Three looked at me, then back at Fawkes. He did not look any happier. I came up with the first stimpak and applied it to Fawkes's shoulder. The wound got fractionally smaller. Tendrils of muscle grew slick and dark from the side of the mutant's thick neck. "How'd you know that?" I asked.
"I've told you I learned a great deal from the database in Vault 87," said Fawkes. "There were some notes on other Vault-Tec projects. I understood them to be entirely theoretical. Apparently I was wrong."
"There was something in there about the Scary Garys?" I said.
"Not by that name," said Fawkes. The exposed nerve endings the stimpak had created must feel like I was flaying him alive, but he watched with apparent calm as I got out another stimpak. "You should not use all your medicine."
"I've got more," I said. "Talk to me about the clones. Three can't tell me much."

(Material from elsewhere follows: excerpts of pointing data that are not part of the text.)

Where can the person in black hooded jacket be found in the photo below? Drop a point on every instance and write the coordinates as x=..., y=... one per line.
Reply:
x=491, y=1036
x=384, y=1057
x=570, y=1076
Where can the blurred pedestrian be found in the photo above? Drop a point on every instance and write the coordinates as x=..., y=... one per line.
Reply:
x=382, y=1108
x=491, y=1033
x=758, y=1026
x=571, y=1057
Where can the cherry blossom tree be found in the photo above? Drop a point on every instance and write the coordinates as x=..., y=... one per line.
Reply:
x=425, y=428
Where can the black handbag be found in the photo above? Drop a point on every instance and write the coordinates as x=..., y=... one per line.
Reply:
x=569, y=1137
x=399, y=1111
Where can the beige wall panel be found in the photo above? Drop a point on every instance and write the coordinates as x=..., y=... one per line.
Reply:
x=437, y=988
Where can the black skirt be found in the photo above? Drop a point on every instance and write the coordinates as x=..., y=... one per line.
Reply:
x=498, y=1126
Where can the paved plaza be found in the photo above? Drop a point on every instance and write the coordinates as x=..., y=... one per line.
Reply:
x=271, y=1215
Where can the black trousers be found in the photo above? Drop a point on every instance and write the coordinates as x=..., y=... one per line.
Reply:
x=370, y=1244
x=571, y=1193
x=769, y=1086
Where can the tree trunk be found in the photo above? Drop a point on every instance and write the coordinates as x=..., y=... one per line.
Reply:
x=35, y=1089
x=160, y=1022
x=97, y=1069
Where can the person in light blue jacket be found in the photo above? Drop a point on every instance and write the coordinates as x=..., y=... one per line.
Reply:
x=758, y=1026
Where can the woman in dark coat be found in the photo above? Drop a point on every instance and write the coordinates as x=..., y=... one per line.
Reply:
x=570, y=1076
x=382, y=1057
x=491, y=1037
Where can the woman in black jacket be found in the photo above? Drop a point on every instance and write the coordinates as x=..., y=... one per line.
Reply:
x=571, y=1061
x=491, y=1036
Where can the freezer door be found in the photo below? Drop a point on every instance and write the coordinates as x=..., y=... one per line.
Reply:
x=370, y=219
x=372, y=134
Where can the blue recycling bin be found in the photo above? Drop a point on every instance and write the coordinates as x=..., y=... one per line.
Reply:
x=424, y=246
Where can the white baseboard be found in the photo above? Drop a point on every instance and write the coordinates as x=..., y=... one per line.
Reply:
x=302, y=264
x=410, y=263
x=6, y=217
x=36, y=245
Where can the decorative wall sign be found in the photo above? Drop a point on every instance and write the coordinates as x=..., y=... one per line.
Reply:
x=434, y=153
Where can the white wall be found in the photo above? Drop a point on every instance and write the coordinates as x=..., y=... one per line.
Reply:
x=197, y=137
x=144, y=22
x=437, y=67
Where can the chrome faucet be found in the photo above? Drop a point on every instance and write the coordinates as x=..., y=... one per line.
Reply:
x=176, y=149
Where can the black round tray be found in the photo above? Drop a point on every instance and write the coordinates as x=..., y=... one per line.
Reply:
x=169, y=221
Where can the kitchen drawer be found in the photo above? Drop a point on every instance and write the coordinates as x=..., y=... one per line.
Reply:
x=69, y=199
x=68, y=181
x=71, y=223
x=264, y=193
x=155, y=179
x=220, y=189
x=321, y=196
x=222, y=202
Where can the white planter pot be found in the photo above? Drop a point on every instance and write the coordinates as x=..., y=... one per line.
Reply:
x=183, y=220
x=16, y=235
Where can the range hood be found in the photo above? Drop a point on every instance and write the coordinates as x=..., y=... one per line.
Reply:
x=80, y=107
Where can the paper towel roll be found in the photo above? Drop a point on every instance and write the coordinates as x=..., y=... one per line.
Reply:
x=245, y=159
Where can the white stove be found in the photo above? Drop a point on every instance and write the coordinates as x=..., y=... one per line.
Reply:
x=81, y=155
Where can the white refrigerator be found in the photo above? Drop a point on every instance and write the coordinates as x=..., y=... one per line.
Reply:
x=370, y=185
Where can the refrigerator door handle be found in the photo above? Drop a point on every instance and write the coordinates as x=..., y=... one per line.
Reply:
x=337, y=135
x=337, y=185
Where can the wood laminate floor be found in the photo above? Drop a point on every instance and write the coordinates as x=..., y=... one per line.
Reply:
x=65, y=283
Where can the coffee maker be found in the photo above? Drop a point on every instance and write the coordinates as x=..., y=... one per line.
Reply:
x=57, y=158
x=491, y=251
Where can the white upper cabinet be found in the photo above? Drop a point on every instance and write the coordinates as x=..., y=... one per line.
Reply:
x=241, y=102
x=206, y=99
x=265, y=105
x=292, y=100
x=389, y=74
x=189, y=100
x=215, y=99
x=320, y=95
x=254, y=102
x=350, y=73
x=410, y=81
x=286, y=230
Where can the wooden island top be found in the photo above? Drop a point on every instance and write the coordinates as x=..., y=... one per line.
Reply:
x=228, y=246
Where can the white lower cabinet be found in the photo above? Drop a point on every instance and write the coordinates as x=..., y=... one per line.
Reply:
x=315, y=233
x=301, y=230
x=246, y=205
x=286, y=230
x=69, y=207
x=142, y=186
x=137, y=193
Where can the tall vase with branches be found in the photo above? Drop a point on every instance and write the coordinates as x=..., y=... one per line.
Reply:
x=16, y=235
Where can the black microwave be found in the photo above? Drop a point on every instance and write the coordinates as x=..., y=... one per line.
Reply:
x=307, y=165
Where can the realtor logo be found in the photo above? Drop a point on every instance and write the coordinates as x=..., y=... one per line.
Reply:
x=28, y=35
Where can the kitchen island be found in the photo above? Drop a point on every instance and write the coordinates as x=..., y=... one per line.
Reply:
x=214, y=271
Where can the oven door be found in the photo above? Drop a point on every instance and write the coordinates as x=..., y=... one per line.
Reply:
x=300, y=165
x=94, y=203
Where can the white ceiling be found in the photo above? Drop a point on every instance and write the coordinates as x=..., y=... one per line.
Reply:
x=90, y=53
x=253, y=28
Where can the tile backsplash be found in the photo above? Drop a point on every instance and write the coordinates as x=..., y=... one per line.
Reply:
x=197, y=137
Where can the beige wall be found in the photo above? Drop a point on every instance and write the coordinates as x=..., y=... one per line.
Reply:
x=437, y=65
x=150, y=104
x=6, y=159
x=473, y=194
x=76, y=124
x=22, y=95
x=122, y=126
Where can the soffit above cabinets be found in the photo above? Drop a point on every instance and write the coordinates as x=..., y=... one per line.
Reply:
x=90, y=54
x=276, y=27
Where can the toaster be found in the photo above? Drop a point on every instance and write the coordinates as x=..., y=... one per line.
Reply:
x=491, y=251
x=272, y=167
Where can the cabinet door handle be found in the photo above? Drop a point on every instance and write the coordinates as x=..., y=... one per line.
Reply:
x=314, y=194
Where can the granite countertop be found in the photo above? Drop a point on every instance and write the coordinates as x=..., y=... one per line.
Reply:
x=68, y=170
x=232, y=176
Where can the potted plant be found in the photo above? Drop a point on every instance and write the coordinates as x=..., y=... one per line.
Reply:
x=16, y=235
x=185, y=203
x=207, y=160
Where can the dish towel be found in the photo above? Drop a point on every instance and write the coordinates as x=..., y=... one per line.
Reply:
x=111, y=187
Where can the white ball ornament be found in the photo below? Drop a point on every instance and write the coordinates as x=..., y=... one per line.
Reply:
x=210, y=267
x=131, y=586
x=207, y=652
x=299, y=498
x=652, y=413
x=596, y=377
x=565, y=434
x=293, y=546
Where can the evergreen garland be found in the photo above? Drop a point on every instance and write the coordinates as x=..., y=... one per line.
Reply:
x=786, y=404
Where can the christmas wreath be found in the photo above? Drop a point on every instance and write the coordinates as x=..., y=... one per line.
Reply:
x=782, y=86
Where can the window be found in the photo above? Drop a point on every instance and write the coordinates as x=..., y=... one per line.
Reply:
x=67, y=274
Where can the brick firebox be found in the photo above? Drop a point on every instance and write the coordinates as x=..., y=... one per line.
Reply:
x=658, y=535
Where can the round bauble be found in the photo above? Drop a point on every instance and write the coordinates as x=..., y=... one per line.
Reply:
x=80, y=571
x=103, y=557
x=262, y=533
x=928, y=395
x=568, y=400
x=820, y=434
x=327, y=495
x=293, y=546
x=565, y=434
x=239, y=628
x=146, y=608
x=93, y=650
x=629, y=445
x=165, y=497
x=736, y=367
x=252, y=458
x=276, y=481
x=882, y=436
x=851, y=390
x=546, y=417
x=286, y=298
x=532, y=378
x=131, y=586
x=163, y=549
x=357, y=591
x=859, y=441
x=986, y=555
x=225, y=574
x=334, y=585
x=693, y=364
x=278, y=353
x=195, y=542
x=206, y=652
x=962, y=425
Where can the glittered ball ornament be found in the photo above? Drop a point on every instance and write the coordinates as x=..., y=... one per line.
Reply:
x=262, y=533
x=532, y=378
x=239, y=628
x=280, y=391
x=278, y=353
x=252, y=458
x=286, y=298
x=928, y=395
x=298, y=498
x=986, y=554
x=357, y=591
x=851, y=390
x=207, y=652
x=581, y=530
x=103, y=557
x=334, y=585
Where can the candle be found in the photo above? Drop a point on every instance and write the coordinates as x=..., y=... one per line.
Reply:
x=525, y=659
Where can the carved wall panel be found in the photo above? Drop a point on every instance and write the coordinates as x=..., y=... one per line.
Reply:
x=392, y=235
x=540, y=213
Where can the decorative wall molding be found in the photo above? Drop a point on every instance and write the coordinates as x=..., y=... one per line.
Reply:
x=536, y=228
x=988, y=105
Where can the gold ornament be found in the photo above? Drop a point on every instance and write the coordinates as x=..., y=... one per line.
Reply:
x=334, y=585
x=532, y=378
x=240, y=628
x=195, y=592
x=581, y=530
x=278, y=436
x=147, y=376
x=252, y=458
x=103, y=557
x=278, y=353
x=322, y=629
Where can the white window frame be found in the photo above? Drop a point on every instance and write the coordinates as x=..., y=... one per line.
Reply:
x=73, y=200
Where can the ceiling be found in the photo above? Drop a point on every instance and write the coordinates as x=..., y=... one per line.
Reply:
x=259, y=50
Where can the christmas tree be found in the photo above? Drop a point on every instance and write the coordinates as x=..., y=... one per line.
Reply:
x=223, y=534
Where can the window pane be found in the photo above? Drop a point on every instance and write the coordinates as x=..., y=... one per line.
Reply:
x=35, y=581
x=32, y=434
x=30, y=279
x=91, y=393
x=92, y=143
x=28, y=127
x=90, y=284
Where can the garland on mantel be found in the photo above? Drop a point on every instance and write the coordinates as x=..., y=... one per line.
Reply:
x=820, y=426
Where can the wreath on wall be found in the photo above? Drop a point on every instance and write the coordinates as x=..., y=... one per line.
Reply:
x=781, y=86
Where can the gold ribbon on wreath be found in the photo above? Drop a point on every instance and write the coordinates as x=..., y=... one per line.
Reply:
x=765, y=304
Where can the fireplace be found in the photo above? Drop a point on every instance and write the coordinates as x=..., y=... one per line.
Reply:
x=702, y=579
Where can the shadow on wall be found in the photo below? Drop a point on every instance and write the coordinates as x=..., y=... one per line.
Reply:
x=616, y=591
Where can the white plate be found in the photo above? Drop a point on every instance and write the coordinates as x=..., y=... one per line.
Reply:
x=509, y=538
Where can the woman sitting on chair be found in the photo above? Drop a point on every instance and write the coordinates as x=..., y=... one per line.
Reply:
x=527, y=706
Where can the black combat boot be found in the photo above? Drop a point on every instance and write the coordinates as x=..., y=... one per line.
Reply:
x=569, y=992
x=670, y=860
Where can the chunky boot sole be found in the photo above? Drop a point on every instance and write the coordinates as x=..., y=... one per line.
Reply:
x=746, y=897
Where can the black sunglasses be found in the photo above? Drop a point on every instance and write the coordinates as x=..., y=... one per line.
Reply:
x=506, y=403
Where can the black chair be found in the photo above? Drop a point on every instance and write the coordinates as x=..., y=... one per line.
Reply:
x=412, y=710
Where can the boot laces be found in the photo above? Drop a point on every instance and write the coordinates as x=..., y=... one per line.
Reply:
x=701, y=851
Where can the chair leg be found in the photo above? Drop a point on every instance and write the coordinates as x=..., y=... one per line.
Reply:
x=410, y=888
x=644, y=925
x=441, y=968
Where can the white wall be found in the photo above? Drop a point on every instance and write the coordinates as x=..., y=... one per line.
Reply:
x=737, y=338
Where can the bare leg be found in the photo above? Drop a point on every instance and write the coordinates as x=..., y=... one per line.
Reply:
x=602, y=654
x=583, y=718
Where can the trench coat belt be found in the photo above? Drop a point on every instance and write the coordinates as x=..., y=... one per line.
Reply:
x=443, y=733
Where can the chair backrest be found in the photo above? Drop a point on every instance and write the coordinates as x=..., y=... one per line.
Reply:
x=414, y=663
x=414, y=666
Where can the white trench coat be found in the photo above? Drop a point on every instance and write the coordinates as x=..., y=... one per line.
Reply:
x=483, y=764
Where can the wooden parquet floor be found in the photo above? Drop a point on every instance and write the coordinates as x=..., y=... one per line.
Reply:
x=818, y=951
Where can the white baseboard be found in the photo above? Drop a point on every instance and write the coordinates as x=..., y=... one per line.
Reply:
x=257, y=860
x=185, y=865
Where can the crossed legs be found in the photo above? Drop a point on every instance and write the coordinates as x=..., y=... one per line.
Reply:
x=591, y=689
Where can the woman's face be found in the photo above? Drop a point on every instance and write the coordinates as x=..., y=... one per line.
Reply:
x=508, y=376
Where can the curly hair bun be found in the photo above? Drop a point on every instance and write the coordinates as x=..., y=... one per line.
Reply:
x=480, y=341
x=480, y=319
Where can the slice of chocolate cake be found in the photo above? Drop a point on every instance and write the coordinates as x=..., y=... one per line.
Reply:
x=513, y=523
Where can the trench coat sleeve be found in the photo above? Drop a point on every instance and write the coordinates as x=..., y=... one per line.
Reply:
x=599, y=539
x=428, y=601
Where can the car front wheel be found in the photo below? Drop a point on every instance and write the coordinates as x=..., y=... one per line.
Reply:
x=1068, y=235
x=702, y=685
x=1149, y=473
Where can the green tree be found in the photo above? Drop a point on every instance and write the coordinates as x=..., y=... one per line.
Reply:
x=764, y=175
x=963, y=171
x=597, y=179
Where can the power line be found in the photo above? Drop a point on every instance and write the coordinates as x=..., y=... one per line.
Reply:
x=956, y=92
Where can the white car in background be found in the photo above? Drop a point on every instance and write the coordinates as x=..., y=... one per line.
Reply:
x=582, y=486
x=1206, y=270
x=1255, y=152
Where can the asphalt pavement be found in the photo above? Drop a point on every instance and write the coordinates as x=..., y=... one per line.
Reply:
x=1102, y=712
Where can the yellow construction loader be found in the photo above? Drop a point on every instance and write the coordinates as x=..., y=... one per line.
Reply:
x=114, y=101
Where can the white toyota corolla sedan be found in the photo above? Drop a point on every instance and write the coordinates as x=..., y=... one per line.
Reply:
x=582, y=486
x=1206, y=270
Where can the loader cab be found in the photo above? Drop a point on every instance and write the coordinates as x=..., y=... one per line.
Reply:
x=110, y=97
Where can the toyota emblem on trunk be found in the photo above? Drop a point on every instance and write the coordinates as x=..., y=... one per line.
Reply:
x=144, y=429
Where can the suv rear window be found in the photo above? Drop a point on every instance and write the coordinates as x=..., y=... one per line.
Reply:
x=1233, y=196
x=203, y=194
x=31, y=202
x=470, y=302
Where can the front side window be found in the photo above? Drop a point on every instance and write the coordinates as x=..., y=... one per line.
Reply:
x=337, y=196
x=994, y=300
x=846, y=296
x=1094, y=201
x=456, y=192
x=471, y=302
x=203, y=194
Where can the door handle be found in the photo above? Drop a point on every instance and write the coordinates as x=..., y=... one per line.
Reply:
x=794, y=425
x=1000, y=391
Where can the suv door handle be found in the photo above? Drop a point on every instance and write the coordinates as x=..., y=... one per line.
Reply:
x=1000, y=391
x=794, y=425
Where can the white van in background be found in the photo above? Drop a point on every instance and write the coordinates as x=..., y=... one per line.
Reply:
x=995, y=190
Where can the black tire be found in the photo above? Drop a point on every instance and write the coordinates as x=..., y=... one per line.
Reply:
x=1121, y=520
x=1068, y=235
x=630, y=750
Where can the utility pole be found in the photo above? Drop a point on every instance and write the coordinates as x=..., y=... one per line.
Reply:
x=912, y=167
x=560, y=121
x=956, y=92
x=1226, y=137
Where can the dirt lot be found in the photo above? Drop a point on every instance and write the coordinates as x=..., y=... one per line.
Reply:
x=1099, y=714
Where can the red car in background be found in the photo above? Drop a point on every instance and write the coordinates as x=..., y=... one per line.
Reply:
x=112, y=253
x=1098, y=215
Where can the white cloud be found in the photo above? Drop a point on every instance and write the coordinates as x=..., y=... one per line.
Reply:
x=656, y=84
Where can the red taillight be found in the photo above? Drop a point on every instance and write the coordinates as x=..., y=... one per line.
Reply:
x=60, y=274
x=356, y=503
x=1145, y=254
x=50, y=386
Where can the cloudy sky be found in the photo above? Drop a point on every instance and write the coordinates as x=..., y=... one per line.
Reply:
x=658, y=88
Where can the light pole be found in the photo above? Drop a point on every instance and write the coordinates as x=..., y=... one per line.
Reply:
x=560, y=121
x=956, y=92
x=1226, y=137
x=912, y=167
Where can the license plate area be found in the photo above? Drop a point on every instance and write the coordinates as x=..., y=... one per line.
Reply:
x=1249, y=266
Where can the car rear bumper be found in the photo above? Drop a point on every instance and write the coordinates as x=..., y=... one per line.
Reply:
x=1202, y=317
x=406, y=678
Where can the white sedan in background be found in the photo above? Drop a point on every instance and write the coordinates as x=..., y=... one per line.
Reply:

"There may be things you won't wish to hear," Fawkes said to Three. I applied the second stimpak. Muscle began to grow together out of the plasma burn. I swallowed as Fawkes very deliberately lifted his right shoulder so they could reach one another properly.
Three looked at me. He was frowning now, but it wasn't an angry look.
"It's up to you," I said. "I trust Fawkes. He helped me out of a jam not too long ago."
"I am flawed, as you've seen," said Fawkes. "But I am not a dishonest person." The heavy dignity of this must have convinced Three. He nodded slowly.
"Okay," I said, and came up with yet a third stimpak. "Tell us about clones."